Some Western media have been hyping China’s COVID-19 adjustment, pointing to grave consequences such as waves of infections and deaths. For example, the New York Times said researchers worry that “China may struggle to reopen the country and relieve the strain on its economy without risking a tide of deaths.” 

“It’s very unlikely that it will cause a large scale of severe cases and deaths like some Western media hyped, as the virus now leads to very low levels of severity and death,” Jin Dongyan, a virologist and professor at the School of Biomedical Sciences at the University of Hong Kong, told the Global Times on Monday. 

But Jin also warned that if medical resources are heavily strained or allocated in inappropriate ways, the poor management could lead to surging deaths. Therefore, China needs to be well prepared in allocating resources. 

Accelerating vaccination among the elderly group is the top priority, Jin said. 

Some places have begun issuing notices to improve the medical resources management for COVID-19 patients. On Sunday, cities in Zhejiang made plans for different levels of medical consultation to make sure that those in critical or severe condition would be treated in ICUs. 

Compared with the strict measures in dealing with infectious diseases that have been implemented since the beginning of 2020, the current adjustment also reflected the characteristics of Class B management, domestic financial new site reported on Sunday, citing some experts.

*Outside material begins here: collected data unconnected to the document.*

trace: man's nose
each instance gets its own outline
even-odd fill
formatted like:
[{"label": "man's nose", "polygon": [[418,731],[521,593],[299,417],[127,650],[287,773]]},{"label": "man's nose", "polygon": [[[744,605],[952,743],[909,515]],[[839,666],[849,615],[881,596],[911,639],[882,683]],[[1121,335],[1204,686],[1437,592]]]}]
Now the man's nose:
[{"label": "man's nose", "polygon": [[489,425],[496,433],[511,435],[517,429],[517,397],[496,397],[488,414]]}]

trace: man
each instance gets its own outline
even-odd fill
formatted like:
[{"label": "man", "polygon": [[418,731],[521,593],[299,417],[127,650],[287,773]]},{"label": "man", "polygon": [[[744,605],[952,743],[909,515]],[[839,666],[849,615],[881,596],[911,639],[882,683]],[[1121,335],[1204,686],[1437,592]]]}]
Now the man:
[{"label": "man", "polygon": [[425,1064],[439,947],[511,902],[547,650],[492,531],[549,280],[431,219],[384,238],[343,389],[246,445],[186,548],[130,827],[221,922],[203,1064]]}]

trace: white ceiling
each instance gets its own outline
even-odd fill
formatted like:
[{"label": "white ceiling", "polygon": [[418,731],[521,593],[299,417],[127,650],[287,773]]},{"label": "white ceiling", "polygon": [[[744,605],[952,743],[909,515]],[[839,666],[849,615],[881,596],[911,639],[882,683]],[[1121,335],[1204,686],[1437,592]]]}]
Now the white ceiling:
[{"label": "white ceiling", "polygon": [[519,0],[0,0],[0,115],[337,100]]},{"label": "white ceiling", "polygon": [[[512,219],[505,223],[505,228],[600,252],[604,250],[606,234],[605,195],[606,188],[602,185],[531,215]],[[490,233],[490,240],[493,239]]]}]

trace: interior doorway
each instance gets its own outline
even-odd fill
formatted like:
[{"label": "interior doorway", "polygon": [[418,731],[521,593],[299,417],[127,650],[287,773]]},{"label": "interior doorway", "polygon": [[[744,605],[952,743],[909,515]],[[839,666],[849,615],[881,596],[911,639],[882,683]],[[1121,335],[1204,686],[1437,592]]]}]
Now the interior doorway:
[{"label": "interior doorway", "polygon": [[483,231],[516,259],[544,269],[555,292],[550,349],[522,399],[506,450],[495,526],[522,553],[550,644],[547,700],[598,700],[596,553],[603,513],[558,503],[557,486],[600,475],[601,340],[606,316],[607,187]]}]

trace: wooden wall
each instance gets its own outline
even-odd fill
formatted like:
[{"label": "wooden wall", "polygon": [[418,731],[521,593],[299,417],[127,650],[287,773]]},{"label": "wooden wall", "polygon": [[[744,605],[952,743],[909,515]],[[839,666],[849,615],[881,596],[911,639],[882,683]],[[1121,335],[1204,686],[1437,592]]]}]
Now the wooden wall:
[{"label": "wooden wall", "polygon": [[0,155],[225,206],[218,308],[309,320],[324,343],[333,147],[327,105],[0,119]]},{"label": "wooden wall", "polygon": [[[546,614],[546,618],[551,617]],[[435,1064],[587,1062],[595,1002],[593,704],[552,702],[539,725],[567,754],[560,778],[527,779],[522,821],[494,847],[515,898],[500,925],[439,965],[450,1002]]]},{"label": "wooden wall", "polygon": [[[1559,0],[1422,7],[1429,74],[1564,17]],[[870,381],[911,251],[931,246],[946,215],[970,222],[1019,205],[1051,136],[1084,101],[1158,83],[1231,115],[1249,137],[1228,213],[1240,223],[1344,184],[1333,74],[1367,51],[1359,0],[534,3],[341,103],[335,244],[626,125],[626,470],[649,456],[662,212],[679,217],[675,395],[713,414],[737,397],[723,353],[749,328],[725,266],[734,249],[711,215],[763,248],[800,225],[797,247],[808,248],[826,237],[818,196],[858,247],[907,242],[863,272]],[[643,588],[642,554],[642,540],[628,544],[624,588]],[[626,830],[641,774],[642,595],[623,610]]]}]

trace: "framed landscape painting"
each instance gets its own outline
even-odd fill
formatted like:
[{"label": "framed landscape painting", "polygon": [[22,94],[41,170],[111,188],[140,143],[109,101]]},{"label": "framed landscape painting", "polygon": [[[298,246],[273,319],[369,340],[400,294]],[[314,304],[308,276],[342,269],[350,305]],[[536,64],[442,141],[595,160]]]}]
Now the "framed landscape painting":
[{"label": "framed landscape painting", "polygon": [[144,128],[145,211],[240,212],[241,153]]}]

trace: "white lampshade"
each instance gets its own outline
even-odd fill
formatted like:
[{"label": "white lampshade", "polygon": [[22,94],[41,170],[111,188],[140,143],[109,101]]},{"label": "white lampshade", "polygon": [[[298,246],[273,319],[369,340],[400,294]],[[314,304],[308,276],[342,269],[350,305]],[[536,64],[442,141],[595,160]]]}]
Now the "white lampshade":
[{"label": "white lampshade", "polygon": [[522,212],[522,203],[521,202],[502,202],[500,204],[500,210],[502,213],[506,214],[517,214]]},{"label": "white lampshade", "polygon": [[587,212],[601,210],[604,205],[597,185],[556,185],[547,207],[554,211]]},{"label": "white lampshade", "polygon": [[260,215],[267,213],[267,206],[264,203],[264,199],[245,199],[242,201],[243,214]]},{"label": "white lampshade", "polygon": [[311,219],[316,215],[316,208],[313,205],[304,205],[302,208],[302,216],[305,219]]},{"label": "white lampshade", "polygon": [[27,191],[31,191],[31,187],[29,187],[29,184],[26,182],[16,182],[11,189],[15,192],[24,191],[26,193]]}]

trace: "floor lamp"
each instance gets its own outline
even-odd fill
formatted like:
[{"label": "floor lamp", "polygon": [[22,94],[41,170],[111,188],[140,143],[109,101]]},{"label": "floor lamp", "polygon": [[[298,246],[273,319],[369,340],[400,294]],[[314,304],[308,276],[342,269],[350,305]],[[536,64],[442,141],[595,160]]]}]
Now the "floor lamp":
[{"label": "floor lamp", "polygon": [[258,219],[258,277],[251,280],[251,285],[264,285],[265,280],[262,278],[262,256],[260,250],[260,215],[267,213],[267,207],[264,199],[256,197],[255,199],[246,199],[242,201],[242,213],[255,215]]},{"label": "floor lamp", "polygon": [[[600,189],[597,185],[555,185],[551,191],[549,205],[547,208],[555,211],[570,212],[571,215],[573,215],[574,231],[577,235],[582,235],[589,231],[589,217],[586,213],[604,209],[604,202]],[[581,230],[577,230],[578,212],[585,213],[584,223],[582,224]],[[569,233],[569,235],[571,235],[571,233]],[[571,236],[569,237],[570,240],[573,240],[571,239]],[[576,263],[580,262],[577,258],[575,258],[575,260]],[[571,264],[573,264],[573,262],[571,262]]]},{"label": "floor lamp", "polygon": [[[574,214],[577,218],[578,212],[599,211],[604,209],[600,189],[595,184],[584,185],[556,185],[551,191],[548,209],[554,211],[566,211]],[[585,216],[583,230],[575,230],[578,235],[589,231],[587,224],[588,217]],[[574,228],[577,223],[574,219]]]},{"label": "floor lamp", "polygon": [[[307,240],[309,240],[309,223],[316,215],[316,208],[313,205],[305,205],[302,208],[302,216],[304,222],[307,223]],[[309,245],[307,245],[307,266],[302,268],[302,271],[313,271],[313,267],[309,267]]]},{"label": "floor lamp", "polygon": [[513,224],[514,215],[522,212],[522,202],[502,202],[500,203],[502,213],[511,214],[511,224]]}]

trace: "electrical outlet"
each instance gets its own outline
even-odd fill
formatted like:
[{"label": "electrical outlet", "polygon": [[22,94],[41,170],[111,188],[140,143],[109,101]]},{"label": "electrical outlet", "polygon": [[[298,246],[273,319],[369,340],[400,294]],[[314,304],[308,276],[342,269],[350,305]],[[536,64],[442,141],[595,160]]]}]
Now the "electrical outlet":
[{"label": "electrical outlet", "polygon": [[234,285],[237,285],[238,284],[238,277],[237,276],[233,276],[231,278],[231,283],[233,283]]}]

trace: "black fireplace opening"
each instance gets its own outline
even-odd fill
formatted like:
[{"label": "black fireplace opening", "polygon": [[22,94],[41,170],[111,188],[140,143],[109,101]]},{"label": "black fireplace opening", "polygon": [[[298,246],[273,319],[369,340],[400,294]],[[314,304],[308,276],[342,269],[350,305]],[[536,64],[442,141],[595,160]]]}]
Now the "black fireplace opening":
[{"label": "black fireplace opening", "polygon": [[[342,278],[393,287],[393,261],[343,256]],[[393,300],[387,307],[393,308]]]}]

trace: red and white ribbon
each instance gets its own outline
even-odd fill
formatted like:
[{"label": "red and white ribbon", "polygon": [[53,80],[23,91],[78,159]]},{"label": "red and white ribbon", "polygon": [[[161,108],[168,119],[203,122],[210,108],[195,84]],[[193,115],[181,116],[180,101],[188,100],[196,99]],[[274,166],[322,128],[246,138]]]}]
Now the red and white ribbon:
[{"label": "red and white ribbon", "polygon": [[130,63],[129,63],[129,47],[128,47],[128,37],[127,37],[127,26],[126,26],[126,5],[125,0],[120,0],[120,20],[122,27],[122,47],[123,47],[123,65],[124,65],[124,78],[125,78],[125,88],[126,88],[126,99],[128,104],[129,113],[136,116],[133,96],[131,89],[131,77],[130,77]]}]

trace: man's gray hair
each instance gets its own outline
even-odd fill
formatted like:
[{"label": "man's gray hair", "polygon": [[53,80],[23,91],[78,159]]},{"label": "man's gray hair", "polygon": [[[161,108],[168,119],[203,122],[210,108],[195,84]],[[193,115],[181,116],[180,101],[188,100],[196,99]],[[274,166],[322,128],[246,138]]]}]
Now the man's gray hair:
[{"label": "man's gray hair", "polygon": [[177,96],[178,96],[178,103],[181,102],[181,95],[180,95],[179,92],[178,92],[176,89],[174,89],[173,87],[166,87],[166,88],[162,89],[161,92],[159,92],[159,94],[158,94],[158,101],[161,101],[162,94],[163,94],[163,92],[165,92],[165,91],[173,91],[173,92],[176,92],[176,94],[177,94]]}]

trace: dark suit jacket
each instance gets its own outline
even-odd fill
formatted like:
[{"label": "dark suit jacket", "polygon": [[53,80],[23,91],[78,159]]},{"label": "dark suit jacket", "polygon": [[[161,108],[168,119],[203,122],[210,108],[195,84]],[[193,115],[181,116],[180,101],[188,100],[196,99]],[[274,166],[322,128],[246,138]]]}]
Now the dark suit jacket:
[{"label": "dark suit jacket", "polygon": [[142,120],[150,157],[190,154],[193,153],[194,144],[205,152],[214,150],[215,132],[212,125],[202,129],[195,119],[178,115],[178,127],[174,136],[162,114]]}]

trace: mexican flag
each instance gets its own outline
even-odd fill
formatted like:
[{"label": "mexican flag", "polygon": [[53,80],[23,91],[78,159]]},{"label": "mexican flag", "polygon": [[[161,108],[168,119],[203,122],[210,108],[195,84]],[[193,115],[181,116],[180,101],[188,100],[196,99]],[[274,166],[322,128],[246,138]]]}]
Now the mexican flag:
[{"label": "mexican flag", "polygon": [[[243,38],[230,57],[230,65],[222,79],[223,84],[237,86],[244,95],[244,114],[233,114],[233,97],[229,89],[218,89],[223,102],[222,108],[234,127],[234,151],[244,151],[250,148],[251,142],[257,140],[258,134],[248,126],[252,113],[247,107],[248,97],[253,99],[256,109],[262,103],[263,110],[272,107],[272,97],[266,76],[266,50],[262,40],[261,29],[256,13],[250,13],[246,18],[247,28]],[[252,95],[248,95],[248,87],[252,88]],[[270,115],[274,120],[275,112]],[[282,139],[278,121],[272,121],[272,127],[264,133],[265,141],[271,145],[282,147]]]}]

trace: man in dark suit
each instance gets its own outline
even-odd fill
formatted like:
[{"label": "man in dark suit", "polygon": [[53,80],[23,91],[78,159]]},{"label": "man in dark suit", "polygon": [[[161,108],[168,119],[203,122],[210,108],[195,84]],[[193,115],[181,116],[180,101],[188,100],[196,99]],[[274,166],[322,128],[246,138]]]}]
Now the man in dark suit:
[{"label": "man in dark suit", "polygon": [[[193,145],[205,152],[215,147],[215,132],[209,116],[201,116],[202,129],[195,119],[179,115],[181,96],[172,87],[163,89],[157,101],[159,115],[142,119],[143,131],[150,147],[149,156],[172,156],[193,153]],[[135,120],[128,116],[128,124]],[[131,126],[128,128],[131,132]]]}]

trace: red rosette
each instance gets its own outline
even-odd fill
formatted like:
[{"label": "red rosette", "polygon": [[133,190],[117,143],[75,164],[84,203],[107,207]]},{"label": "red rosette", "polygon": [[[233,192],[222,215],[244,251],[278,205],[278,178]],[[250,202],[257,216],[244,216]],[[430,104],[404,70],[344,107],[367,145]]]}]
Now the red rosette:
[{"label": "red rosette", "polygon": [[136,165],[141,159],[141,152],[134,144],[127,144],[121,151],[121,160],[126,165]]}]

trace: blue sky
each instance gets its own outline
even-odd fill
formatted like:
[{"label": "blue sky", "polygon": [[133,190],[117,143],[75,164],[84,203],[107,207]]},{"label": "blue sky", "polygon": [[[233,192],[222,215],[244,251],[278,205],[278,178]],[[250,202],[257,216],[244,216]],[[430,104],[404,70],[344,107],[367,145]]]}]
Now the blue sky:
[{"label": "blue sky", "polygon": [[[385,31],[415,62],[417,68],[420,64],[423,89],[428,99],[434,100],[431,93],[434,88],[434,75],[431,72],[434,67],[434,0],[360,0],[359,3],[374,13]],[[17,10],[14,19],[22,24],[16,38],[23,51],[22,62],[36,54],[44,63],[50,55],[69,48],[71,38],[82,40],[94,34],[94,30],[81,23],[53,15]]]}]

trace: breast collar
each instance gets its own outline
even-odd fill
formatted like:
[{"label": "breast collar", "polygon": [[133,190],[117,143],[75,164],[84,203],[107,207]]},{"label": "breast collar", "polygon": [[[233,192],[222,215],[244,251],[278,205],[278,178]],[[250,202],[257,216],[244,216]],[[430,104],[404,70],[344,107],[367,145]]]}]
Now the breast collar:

They also called for downgrading the management of the COVID-19 epidemic from Class A to B as conditions are becoming mature. 

COVID-19 was categorized as a Class B infectious disease but regulated as a Class A infectious disease in early 2020. Plague and cholera are classified under Class A while infectious SARS and AIDS are under Class B. 

The reason why COVID-19 was initially categorized as a “Class B infectious disease and Class A management” was mainly due to the fact that the virus was aggressive in the early stage, and it spread quickly with a relatively high fatality rate, an expert close to the Chinese Center for Disease Control and Prevention who preferred not to be named told the Global Times. 

“We lacked understanding about it at the early stage. But following the effective, timely and correct epidemic control measures, the current variants have been moving in the direction of high transmissibility but a low fatality rate. It is believed that the country will adjust the category of infectious disease management at an appropriate time,” the expert said.